Tout semble reposer sur un hypothétique retour de la croissance dont on ne sait même plus, de surcroît, s’il est vraiment souhaitable.
De ce coup d’arrêt donné à l’idée du progrès est née une crise de la représentation symbolique de notre rapport au monde. Où faut-il ouvrir de nouveaux lendemains ?
Michèle Riot-Sarcey, historienne
Sur la perte de sens du mot liberté.
« Les mots qui permettaient de penser et d'agir ont perdu un peu de leur substance. (.... )Qui est libre, qui ne l'est pas ? »
Alain Borer, poète, essayiste et critique d'art, auteur de «De quel amour blessée»,
Évolutions de la langue que nous parlons disent des maux dont nous souffrons.
« Il faut penser la relation de la langue à l'imaginaire, à l'image de soi et au réel. »
José Morel Cinq-Mars, psychanalyste et psychologue, auteur de «Du côté de chez soi», sous-titré : "défendre l'intime, défier la transparence", l'intime est « le noyau de la vérité de l'être et la condition même de la parole, de la pensée et de la création ». Il est aujourd'hui non seulement attaqué et fragilisé, mais aussi « en passe d'être socialement sacrifié ».
« Défendre l'intime, ce n'est pas refuser l'espace public, c'est articuler les deux. »
Franck Lepage, éducateur, militant de l'éducation populaire et ses « conférences gesticulées »
Avec l'auteur de « Éducation populaire, une utopie d'avenir », l'idée que la crise que nous vivons n’en finit pas parce qu’elle a touché la langue que nous parlons.
Et sans mots négatifs, vous ne pouvez plus penser la contradiction.»
Heinz Wismann, philologue et philosophe
Réflexion sur un mot central de notre époque : la "dette".
Comment comprendre d'un point de vue philosophique cet élément central de la crise systémique que nous connaissons aujourd'hui ?
« La dette, à laquelle tout le monde a d'abord recouru pour créer de la croissance, est connotée depuis très longtemps en Occident avec la faute. En Allemand, dette et culpabilité c'est le même mot : "Schuld". »
Roland Gori, psychanalyste
Dans la période de crise que connaît notre société, il semble naitre une nouvelle langue.
"Langage de crise", ou crise du langage ? Pour le psychanalyste Roland Gori, c'est désormais la langue de la technique qui remplace la parole humaine.
Sophie Wahnich, historienne, spécialiste de la Révolution française
Elle revient sur la place de l’État dans nos sociétés modernes :
sa faiblesse semble aller de pair avec une surenchère autoritaire.
« On cherche, dans le contexte néolibéral, à affaiblir la présence de l’État.

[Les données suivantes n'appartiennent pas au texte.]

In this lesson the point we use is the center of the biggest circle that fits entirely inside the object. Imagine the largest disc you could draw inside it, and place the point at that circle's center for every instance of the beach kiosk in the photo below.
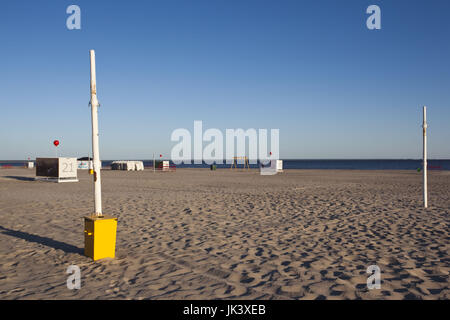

Il y a un consentement très fort des élites politiques à ce choix. »
André Orléan, économiste
Au lendemain des vœux de François Hollande, il évoque la finance et la parole présidentielle à son égard.« Il y a un pêché originel qui pèse durablement sur la crédibilité de la parole présidentielle, c'est le fait qu'il a renié au départ son programme. Le fameux programme du Bourget : mon ennemi, c'est la finance. »
Patrick Vassort, sociologue
Il revient sur la crise actuelle du capitalisme, crise qu'il considère comme "celle qui risque d'être sa plus grande", car elle touche selon lui aux fondements de la vie humaine en société. Et il pousse en direct un coup de gueule contre cette démocratie française qui laisse mourir de froid des enfants dans ses rues.